Tabular Data Cleaning: COVID-19

This hands-on workshop dives into one of the most critical and time-consuming steps in any Data Science pipeline: Data Cleaning and Preprocessing. Using real-world, messy tabular data from the COVID-19 pandemic, we explore practical techniques to prepare datasets for robust machine learning models.

Workshop Instructor: Zahra Amini

The complete repository includes Jupyter Notebooks demonstrating exploratory data analysis (EDA), handling missing values, and feature engineering on clinical and epidemiological data.
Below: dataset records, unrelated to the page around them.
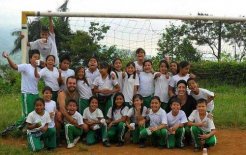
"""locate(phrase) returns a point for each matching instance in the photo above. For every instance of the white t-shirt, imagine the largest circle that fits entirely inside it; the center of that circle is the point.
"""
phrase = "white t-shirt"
(65, 75)
(92, 75)
(50, 78)
(194, 117)
(104, 83)
(118, 113)
(161, 87)
(157, 118)
(128, 86)
(175, 79)
(50, 107)
(92, 116)
(34, 118)
(29, 83)
(84, 89)
(146, 84)
(119, 79)
(131, 114)
(138, 67)
(46, 49)
(77, 116)
(204, 93)
(178, 119)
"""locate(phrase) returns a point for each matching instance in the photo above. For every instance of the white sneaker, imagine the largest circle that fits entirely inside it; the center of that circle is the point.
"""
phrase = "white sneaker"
(75, 141)
(71, 145)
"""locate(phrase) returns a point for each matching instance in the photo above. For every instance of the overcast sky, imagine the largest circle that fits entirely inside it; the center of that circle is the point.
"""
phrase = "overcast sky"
(10, 10)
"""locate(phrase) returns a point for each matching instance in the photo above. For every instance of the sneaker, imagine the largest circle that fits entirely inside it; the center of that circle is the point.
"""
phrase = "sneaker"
(106, 144)
(71, 145)
(75, 141)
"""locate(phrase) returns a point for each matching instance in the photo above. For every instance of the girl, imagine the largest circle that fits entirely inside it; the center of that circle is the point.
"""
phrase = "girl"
(92, 71)
(37, 128)
(158, 123)
(198, 93)
(117, 116)
(183, 74)
(146, 83)
(176, 119)
(136, 117)
(50, 74)
(117, 72)
(105, 87)
(93, 118)
(161, 83)
(130, 83)
(73, 130)
(140, 53)
(84, 89)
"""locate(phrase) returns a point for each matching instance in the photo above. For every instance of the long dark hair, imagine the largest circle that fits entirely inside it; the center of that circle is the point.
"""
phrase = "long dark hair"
(84, 78)
(114, 104)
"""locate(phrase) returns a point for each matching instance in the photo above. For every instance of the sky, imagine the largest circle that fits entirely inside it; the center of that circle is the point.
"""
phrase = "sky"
(10, 10)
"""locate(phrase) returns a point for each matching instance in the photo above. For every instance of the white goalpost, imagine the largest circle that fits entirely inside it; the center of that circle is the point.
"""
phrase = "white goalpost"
(26, 14)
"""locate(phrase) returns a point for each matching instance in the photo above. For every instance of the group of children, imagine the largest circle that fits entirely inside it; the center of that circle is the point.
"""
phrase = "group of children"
(112, 102)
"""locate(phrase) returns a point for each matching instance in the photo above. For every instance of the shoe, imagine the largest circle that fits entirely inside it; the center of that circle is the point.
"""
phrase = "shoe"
(106, 144)
(75, 141)
(71, 145)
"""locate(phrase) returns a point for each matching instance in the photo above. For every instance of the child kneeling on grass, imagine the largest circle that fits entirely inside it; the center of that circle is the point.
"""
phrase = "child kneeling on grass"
(73, 130)
(37, 128)
(202, 126)
(158, 123)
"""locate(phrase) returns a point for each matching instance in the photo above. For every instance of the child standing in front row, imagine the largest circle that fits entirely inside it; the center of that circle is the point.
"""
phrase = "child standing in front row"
(130, 83)
(136, 117)
(37, 128)
(176, 119)
(84, 87)
(158, 124)
(202, 126)
(161, 83)
(146, 83)
(117, 116)
(73, 130)
(93, 118)
(198, 93)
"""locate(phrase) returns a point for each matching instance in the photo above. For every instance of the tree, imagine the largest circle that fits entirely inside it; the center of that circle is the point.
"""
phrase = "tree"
(175, 43)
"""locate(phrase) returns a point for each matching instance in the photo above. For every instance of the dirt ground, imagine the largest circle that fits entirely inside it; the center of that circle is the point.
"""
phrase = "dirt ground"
(230, 142)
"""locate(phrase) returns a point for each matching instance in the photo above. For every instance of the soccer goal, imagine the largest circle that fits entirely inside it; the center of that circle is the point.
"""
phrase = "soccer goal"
(127, 31)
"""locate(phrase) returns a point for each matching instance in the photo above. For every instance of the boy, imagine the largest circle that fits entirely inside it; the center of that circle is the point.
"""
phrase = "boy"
(29, 84)
(202, 127)
(73, 131)
(47, 44)
(64, 71)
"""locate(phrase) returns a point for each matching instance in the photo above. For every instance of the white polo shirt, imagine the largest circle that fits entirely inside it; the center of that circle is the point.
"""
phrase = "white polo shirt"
(178, 119)
(29, 83)
(194, 117)
(128, 86)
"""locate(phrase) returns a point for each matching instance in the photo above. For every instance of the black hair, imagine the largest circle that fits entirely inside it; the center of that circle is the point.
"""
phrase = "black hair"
(71, 77)
(71, 101)
(165, 62)
(139, 50)
(134, 73)
(201, 100)
(84, 78)
(51, 56)
(47, 88)
(114, 105)
(182, 81)
(65, 57)
(39, 99)
(183, 64)
(137, 96)
(32, 52)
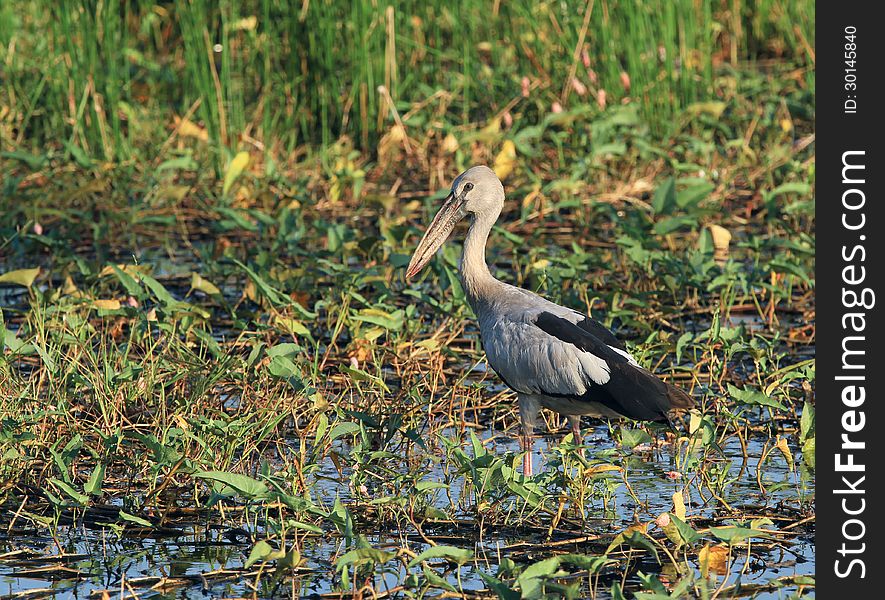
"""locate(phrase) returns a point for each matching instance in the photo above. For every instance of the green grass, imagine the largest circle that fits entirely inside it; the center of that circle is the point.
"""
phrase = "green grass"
(283, 78)
(212, 352)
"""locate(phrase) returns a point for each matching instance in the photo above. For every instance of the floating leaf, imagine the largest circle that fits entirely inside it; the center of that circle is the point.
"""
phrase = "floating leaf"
(713, 558)
(23, 277)
(452, 554)
(68, 489)
(133, 519)
(93, 484)
(251, 488)
(665, 197)
(263, 552)
(106, 304)
(750, 396)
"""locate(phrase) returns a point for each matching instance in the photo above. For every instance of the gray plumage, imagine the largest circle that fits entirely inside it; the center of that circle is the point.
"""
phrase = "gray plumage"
(551, 356)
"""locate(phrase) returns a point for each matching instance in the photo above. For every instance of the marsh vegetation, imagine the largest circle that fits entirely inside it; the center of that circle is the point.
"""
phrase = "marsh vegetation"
(213, 376)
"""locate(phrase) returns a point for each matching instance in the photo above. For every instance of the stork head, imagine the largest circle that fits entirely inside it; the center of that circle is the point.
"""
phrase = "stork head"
(477, 192)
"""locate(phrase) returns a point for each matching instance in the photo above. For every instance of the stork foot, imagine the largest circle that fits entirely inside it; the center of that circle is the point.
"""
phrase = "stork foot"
(526, 443)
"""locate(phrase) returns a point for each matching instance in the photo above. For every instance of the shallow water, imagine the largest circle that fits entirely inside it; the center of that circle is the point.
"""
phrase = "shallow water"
(98, 560)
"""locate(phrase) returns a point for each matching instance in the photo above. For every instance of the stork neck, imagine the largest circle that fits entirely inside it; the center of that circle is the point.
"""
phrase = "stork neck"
(475, 275)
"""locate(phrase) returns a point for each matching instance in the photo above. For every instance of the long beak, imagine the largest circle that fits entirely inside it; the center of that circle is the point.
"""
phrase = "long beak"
(436, 234)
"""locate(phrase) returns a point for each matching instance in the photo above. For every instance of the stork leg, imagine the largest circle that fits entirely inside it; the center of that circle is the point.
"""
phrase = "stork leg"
(529, 407)
(574, 422)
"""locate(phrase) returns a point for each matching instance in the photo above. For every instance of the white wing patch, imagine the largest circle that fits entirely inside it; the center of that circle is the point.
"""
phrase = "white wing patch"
(531, 361)
(594, 367)
(626, 355)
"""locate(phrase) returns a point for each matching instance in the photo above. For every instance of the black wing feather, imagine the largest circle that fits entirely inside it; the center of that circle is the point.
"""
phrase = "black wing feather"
(630, 391)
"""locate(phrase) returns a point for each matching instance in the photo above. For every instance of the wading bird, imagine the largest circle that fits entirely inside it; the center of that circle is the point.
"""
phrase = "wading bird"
(551, 356)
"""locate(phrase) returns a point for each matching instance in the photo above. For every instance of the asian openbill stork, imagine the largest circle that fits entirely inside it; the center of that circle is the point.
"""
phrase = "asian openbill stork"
(551, 356)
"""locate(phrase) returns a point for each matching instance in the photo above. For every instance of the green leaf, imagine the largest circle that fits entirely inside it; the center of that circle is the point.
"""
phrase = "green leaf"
(452, 554)
(96, 478)
(245, 485)
(362, 556)
(261, 552)
(750, 396)
(735, 535)
(341, 429)
(125, 516)
(630, 438)
(68, 489)
(23, 277)
(665, 197)
(693, 194)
🚀 ACCESS WORKSHOP MATERIALS ON GITHUB

Workshop Highlights

Working with real-world healthcare data presents unique challenges. This workshop curriculum covers:

Exploratory Data Analysis (EDA): Uncovering hidden patterns, epidemiological trends, and anomalies within the COVID-19 dataset.
Handling Missing & Messy Data: Professional strategies for imputation, dropping invalid records, and standardizing inconsistent formats.
Feature Engineering: Creating meaningful predictive features from raw dates, categorical variables, and numerical columns to improve downstream model performance.
Outlier Detection: Identifying and managing statistical outliers that can skew predictive healthcare models.

Technologies used: Python, Pandas, NumPy, Matplotlib, Seaborn.